Je vous demande d'être très prudent et très attentif aux signes précurseurs qui pourraient vous avertir de l'imminence du danger. Une chose est certaine, nos deux Royaumes vont trouver un allier inattendu. Peut-être s'agit-il du Roi Hadès et ce serait la raison de sa présence dans le message des étoiles, mais je n'en ai aucune certitude.
Je vous envoie ma réponse par l'entremise d'un faucon. C'est un oiseau rapide et intelligent. Je suggère que désormais, nous correspondions de la sorte pour gagner du temps. Notre magie fera le reste, je sais que vous me comprenez. Votre messager arrivera certainement plusieurs jours après le faucon.
Assurez le Roi Mitsumasa de mon amitié et de mon soutien inconditionnel.
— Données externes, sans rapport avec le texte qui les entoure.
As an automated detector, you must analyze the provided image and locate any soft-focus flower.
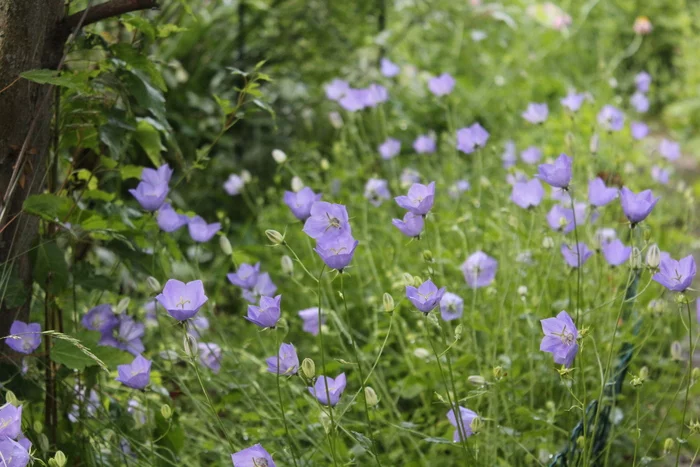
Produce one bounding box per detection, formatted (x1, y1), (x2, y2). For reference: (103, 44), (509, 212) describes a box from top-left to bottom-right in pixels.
(394, 182), (435, 216)
(440, 292), (464, 321)
(537, 154), (573, 188)
(117, 355), (151, 389)
(314, 234), (360, 271)
(521, 102), (549, 124)
(598, 105), (625, 131)
(325, 78), (350, 101)
(80, 303), (119, 332)
(391, 212), (425, 237)
(630, 91), (649, 113)
(365, 178), (391, 206)
(540, 311), (578, 368)
(0, 438), (30, 467)
(244, 295), (282, 328)
(226, 263), (262, 293)
(501, 140), (518, 169)
(5, 320), (41, 354)
(197, 342), (221, 373)
(601, 239), (632, 266)
(547, 204), (580, 233)
(520, 146), (542, 164)
(632, 16), (654, 36)
(265, 343), (299, 376)
(379, 58), (401, 78)
(243, 272), (277, 303)
(651, 165), (671, 185)
(231, 444), (276, 467)
(659, 138), (681, 161)
(297, 307), (326, 336)
(308, 373), (347, 407)
(0, 402), (22, 439)
(620, 187), (659, 225)
(413, 135), (435, 154)
(457, 123), (489, 154)
(428, 73), (455, 97)
(97, 315), (146, 355)
(588, 177), (618, 207)
(187, 216), (221, 243)
(461, 251), (498, 289)
(447, 406), (479, 443)
(378, 138), (401, 160)
(634, 71), (651, 92)
(510, 178), (544, 209)
(284, 187), (321, 221)
(630, 122), (649, 139)
(406, 279), (445, 313)
(224, 174), (245, 196)
(561, 242), (593, 268)
(652, 255), (696, 292)
(560, 92), (586, 112)
(156, 279), (209, 321)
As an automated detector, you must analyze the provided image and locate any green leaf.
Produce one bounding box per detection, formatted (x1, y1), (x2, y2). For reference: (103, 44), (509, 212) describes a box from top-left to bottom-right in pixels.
(34, 241), (68, 294)
(134, 119), (165, 167)
(23, 193), (73, 222)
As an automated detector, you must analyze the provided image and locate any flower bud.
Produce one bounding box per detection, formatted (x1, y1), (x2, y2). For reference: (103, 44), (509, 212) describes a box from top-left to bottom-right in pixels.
(382, 292), (395, 313)
(5, 390), (19, 407)
(647, 243), (661, 269)
(160, 404), (173, 420)
(219, 235), (233, 256)
(301, 358), (316, 379)
(146, 276), (163, 292)
(365, 386), (379, 407)
(114, 297), (131, 315)
(292, 175), (304, 193)
(53, 451), (67, 467)
(467, 375), (486, 386)
(630, 246), (642, 269)
(272, 149), (287, 164)
(265, 229), (284, 245)
(280, 255), (294, 276)
(664, 438), (676, 454)
(542, 236), (554, 250)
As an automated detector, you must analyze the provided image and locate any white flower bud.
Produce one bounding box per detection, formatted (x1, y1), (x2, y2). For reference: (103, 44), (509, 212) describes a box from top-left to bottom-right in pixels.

Je vais poursuivre mes observations et je vous tiendrai informée s'il y a du nouveau.
Hilda de Polaris, Souveraine du Royaume d'Asgard.
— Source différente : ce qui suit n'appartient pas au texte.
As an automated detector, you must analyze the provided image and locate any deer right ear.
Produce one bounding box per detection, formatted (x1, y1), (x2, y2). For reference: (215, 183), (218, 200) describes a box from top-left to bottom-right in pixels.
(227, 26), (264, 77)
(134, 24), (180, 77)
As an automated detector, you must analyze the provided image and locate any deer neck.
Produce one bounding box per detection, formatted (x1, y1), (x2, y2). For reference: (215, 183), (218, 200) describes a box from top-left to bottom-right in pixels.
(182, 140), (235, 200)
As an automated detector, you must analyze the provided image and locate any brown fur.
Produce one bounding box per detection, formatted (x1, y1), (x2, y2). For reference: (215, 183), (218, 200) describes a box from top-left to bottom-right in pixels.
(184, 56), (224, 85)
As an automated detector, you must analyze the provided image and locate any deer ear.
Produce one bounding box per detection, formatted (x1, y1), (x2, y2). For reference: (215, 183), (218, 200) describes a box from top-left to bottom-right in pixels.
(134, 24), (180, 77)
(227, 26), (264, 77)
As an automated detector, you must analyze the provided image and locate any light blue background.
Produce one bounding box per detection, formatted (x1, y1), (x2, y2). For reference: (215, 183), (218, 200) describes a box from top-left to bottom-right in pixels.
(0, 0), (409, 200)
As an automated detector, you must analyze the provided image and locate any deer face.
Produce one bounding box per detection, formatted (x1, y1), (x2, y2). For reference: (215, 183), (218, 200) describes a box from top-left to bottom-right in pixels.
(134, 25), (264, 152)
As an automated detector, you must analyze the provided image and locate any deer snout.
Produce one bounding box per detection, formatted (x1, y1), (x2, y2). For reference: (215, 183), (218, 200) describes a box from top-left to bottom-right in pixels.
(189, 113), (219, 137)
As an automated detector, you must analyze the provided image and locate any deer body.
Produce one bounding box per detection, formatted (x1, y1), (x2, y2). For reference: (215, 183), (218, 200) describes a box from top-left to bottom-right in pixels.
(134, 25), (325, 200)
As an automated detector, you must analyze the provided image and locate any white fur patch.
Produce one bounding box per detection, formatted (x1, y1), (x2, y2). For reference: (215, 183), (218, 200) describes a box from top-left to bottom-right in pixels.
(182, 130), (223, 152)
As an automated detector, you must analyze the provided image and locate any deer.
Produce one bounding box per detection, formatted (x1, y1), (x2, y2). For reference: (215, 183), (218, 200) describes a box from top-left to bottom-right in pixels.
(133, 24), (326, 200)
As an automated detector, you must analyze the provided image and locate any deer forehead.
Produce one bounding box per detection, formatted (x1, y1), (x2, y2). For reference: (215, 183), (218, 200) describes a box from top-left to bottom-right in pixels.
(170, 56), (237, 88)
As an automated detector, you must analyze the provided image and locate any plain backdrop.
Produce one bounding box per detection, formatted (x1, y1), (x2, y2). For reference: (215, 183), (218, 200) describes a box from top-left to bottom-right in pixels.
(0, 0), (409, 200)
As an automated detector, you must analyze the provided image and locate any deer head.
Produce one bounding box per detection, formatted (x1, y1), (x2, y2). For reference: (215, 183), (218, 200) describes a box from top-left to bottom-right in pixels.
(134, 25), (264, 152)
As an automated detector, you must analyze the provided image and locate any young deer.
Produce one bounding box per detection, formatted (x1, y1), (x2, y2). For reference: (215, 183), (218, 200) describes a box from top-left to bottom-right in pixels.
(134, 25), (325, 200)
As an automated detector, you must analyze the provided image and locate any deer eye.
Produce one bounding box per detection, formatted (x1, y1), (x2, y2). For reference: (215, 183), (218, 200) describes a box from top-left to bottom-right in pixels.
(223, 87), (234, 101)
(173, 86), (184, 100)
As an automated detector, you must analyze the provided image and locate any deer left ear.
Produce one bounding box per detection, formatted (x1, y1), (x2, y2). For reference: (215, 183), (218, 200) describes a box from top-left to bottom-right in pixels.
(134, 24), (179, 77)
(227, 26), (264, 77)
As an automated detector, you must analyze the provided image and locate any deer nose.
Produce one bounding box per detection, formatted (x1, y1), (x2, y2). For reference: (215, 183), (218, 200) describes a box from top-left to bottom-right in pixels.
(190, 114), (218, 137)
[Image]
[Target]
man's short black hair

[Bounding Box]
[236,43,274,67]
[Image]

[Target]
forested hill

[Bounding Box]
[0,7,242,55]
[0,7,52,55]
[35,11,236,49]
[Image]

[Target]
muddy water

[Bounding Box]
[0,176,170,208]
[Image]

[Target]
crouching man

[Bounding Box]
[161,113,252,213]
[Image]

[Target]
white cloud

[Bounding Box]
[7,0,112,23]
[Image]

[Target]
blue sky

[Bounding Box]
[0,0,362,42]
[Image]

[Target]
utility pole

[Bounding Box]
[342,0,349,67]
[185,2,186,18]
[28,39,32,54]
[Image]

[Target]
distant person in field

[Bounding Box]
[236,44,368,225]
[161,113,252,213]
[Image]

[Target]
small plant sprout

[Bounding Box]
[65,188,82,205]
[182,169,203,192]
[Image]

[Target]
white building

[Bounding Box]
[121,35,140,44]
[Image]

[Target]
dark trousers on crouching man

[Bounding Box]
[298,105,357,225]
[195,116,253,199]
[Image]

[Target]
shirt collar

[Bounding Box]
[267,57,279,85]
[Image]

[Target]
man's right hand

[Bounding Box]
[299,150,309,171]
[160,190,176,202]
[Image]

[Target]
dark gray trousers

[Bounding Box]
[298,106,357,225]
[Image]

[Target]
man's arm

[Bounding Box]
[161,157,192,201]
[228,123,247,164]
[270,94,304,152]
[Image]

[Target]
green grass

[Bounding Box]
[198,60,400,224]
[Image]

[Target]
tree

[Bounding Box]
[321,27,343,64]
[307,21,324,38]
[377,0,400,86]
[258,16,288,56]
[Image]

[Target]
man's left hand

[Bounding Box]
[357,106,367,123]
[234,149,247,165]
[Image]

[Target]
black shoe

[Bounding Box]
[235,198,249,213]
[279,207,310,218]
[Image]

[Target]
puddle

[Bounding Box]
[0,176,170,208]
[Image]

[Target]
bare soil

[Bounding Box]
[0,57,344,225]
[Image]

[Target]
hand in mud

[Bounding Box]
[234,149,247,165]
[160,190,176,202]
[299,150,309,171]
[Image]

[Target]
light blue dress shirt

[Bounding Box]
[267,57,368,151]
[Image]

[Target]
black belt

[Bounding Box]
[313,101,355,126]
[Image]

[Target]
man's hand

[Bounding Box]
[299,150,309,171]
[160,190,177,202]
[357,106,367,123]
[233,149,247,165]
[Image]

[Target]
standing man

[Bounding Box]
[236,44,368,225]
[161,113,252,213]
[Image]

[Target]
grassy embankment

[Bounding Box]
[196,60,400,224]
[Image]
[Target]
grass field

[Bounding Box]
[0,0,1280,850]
Syd apporta une bougie et un bâton de cire rouge à la Reine. Elle imprima son sceau dans la goutte qu'elle fit couler au bas de la lettre, puis la roula avant de la sceller de la même façon.
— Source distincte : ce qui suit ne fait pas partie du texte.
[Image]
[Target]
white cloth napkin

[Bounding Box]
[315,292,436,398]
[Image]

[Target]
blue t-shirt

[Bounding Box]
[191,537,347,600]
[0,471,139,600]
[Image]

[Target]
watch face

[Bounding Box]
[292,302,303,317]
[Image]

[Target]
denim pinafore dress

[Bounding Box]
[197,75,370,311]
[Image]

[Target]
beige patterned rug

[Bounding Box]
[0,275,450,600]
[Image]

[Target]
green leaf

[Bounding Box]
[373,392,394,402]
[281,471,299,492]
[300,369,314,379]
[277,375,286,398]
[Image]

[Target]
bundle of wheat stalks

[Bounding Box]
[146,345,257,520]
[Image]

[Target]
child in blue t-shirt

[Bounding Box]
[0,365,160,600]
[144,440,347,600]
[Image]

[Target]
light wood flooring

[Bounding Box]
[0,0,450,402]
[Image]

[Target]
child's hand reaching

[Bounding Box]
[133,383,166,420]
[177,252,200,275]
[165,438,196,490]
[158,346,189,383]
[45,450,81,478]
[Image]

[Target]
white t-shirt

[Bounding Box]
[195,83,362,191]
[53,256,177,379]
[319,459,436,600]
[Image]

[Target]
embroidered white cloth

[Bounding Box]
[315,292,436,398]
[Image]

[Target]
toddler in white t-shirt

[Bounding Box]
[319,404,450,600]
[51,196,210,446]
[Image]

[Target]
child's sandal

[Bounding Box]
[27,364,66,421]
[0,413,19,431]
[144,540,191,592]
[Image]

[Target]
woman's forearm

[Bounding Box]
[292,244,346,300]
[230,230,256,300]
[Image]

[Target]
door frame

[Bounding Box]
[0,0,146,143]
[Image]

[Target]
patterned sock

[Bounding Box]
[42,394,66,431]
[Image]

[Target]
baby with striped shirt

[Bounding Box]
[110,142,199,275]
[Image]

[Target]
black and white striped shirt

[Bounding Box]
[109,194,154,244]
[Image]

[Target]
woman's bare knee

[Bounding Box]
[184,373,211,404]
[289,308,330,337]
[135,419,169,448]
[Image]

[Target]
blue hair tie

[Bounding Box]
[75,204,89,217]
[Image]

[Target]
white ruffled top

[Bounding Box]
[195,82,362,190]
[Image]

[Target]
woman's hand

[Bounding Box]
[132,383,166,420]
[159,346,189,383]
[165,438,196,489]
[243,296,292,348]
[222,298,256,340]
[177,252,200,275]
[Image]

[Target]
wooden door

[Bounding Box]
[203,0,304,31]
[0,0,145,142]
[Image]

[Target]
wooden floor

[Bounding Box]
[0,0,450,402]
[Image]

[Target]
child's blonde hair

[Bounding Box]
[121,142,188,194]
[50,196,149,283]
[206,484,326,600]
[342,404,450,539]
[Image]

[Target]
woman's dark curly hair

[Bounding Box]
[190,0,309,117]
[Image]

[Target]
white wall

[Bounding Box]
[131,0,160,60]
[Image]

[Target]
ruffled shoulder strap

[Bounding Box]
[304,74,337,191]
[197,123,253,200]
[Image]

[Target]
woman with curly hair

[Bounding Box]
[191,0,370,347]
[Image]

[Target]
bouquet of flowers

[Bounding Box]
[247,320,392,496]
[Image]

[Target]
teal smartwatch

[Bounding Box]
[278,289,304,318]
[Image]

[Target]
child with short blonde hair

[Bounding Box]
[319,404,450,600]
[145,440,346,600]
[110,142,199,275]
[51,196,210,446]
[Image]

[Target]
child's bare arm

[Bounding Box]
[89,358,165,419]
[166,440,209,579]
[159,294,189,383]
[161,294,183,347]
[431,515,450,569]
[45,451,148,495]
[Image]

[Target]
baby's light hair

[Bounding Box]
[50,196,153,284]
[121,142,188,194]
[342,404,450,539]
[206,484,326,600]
- Tu peux attendre demain pour l'envoyer, non ?
- Je ne devrais pas mais je suis trop fatiguée pour invoquer mes pouvoirs. Je crains de manquer de puissance ou de précision. Et c'est trop important pour que je prenne ce risque.
- Veux-tu que je t'apporte quelque chose ? demanda le jeune homme en caressant du bout des doigts le front et la joue de sa maîtresse.
- Non, c'est gentil. Je veux juste dormir maintenant.
- D'accord, murmura-t-il en déposant un tendre baiser sur les lèvres encore glacées de la Souveraine. Je serais dans le salon si tu as besoin de quelque chose.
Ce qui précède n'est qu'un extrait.